An editorial in yesterday’s Wall St. Journal argues that philanthropists committed to improving education should give up on donating directly to public schools – Mark Zuckerberg’s Newark grant is the case in point – and, instead, give their money to charter schools or scholarship funds.
Why? Because donations given directly to public agencies are doomed to failure: “Philanthropists will not be able to change education and improve student outcomes unless they can circumvent the bureaucracies and interest groups that are responsible for the problems they hope to solve.” Direct donations to public agencies, write James Piereson and Naomi Schaefer Riley, only reinforce “bureaucratic and political ills that have long plagued public education .”
But are those of us committed to stoking systemic educational change really ready to make that concession? I’m no philanthropist, but my answer is “no.”
Piereson and Riley make a compelling case that people interested in changing American schooling (at least those with deep pockets) should concede defeat. Union resistance is too entrenched. District central offices are too wasteful. Local, state, and federal policies are intractable. Direct donations to districts (they cite not only Newark but also New York City and Chicago) become “a battle of Homeric proportions fought with Lilliputian resources.”
They conclude, “ It was an early sign that two great liberal causes—reform and unionization—could not be reconciled. “
That’s a stunning statement. But I don’t think it’s true. Piereson and Riley’s antipodean construct – reform and unionism as inert antithetical entities immune to change – disregards the fact that both systems are evolving. Circumstances on the ground in 1993, when Walter Annenberg gave $500 million to re-energize public education, are different 22 years later. Those committed to education reform have learned important lessons and “unionism” itself is no longer a by-the-book movement, no dissenters allowed.
A case in point are recent meetings by NEA honchos to endorse Hillary Clinton. A decade ago everyone would toe the line, bend to the will of the Executive Committee. This time the PAC Council vote was hardly unanimous: Mike Antonucci reports that an unusual number of members abstained but if they had voted “no” the endorsement would have garnered a mere 58.17% plurality. At the Board of Directors meeting on Saturday 40 members voted “no” and 8 abstained.
Then there’s the Badass Teachers Association, a caucus within NEA that is fervently campaigning for Bernie Sanders and irate at the way NEA Pres. Lily Eskelson-Garcia manipulated members into doing her bidding. The74 calls it a “rank and file backlash” that sparks “new questions about political divides within the association.”
So America’s major teacher unions, NEA and AFT, aren’t static entities any more. They have their own modulations and internal divisions.
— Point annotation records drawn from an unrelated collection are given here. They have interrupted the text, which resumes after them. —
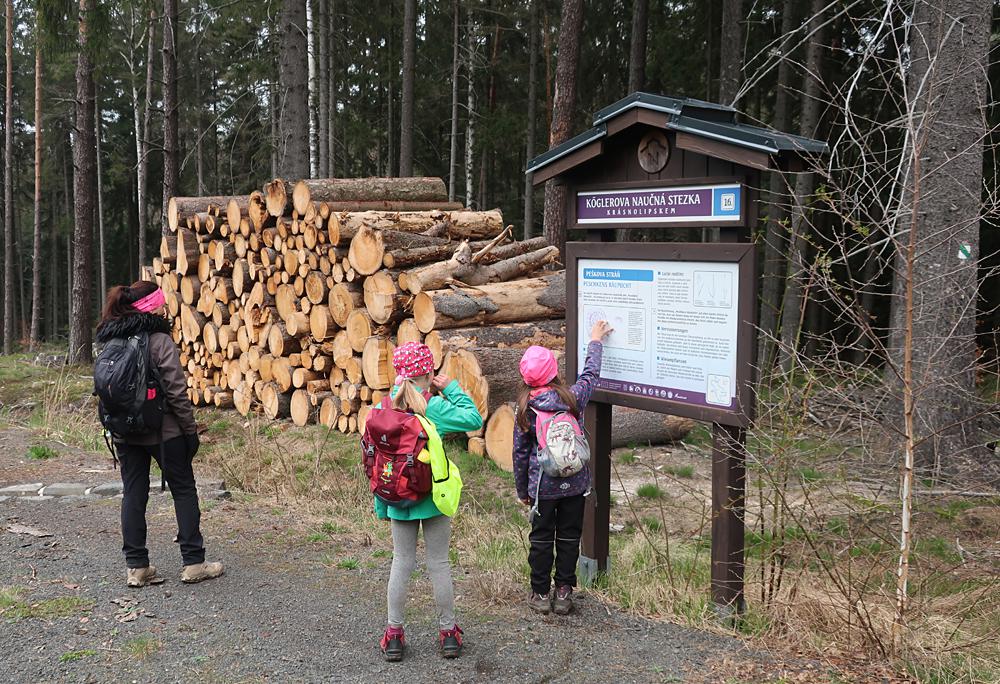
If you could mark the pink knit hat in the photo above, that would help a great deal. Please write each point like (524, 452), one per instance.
(412, 360)
(538, 366)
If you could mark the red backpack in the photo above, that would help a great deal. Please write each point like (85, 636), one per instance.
(391, 443)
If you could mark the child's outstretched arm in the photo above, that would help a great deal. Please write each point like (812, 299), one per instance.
(585, 384)
(451, 409)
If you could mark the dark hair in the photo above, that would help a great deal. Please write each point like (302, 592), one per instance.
(558, 386)
(121, 297)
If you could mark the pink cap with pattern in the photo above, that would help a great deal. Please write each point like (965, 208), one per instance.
(412, 360)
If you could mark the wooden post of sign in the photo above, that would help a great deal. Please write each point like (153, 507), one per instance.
(595, 542)
(594, 546)
(728, 482)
And they’re not the only union resources available to teachers anymore.This recent report from Hechinger describes “a growing number of new organizations aimed at amplifying ‘teacher voice’ — but outside of traditional union pathways. The groups go by names likeTeach Plus, Educators 4 Excellence, and Leading Educators, and they offer teachers everything from media training to peer networking opportunities.”
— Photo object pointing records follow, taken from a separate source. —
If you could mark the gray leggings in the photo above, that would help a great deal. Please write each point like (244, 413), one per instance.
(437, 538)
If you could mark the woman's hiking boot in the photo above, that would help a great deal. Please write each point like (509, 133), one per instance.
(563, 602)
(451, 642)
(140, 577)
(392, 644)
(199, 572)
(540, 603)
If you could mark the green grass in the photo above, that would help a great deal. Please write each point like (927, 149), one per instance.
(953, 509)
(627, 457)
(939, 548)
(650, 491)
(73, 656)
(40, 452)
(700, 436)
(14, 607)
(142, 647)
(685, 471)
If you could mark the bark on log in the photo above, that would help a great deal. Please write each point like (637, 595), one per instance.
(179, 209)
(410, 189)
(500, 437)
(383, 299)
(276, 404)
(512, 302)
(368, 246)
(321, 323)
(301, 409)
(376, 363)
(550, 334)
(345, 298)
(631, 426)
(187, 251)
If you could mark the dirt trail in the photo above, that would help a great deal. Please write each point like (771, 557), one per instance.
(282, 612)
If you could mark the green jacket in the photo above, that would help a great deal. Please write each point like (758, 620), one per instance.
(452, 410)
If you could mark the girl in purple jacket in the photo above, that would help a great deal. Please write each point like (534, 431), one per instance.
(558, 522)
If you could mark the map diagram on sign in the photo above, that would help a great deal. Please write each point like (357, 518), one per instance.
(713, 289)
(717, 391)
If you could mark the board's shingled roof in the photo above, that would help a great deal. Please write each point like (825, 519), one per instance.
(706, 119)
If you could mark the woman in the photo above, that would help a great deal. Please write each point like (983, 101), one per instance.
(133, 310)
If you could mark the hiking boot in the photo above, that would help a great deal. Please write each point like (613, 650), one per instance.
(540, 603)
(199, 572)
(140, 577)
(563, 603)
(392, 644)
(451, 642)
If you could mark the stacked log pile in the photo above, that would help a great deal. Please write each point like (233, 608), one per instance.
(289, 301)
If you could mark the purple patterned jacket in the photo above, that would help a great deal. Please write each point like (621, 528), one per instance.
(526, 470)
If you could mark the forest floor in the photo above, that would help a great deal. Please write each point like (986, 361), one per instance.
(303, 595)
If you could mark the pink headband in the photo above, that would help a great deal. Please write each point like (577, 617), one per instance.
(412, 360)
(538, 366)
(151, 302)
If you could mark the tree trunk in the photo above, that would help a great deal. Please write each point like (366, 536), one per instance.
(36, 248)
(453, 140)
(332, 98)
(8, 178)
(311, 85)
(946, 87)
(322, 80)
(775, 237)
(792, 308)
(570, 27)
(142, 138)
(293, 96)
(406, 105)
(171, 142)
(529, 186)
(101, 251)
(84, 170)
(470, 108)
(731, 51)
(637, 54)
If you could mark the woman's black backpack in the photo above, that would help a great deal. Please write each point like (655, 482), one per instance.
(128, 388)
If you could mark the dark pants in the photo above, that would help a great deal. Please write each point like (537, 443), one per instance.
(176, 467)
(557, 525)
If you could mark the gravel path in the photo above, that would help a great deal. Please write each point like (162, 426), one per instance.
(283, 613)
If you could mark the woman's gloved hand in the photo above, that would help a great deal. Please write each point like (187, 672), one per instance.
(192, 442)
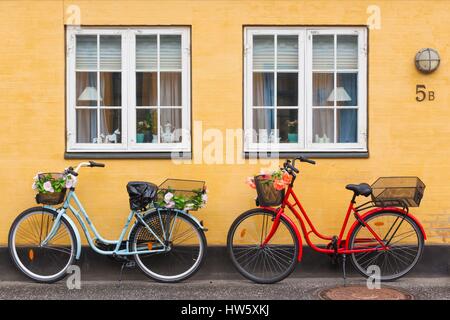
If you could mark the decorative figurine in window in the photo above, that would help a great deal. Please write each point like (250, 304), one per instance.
(167, 134)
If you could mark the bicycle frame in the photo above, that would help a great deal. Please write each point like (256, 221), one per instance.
(341, 249)
(89, 227)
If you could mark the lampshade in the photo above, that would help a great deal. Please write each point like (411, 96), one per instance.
(341, 95)
(89, 94)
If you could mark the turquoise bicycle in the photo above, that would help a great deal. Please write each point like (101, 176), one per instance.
(168, 244)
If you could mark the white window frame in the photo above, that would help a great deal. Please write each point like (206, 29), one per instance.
(128, 107)
(305, 90)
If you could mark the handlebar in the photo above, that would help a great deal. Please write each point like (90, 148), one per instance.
(290, 165)
(90, 164)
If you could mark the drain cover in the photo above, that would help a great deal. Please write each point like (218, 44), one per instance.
(355, 292)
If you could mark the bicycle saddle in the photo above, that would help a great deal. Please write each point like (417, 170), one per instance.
(362, 189)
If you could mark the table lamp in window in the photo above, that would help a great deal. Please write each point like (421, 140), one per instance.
(89, 94)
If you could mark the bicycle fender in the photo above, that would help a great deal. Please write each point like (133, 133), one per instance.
(77, 235)
(376, 210)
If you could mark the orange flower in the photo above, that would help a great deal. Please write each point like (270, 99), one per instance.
(287, 178)
(251, 182)
(278, 184)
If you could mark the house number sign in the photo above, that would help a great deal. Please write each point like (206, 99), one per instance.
(423, 94)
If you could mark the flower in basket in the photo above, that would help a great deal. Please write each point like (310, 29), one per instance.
(279, 178)
(170, 199)
(50, 183)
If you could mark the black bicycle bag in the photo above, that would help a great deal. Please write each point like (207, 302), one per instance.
(141, 194)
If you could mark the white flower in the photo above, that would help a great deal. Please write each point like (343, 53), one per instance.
(170, 204)
(70, 181)
(48, 186)
(168, 197)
These are not your parents’ unions. These are unions of the new generation. (And we’ll leave out Friedrichs v. California.)
What about that static entity irreconcilable with unions that the authors categorize as “reform?” Are district-wide efforts for systemic change a lost cause? Let’s look at Camden, New Jersey, one of the poorest and most violent cities in the country with one of the worst school systems. There, through a creative reconciliation of apparent opposites – charter schools and district schools – new hybrid renaissance schools are game-changers for children and families. The leadership of Superintendent Paymon Rouhanifard has united teachers, parents, residents, and elected officials (not that there aren’t any dissenters). But the district’s commitment to transparency and outreach has won over many detractors.
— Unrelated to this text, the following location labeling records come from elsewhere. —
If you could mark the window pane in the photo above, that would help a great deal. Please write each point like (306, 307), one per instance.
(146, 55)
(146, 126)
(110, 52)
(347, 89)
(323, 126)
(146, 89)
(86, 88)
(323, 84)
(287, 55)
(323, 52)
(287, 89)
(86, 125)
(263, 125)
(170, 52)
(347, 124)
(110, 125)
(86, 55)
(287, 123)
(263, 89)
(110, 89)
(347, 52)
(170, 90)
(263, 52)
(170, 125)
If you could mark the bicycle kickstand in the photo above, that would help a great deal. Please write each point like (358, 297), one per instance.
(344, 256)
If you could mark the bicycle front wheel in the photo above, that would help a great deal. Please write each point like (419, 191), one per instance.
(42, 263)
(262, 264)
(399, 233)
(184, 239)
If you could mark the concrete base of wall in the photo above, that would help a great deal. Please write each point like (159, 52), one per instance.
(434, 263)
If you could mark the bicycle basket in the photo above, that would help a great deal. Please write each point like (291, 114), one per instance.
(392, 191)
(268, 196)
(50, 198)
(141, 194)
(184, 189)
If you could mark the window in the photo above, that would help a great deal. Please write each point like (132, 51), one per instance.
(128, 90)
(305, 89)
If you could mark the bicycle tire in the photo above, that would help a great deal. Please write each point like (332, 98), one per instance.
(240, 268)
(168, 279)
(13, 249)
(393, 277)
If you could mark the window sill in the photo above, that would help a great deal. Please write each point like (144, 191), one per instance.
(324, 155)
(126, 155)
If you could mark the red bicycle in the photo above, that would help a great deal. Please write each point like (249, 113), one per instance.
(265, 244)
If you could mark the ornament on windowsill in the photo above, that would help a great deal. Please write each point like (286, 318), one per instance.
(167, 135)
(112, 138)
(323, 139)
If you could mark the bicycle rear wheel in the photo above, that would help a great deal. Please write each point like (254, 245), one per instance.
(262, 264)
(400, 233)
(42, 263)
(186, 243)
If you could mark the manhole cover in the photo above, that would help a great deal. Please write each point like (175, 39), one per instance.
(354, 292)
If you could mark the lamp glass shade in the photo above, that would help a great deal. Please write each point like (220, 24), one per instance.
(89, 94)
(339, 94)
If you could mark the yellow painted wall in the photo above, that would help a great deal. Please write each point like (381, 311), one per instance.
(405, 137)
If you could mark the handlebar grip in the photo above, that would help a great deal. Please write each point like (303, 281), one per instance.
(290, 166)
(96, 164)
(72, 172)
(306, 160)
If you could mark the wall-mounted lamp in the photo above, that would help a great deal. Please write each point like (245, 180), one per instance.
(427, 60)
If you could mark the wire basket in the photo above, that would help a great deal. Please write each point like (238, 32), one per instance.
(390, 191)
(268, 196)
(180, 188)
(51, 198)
Certainly, it’s worthwhile to donate money to scholarship programs and individual charter school operators. That will help some kids right now. But here’s a plea to you philanthropists out there: don’t give up on systemic change either, even if it involves the giant-slaying tasks of circumventing, as the authors say, “bureaucracies and interest groups that are responsible for the problems they hope to solve.” If we give up, we’re giving up on kids, and that’s a concession unlikely to be made by unions, districts, reformers, or anyone who cares about public education.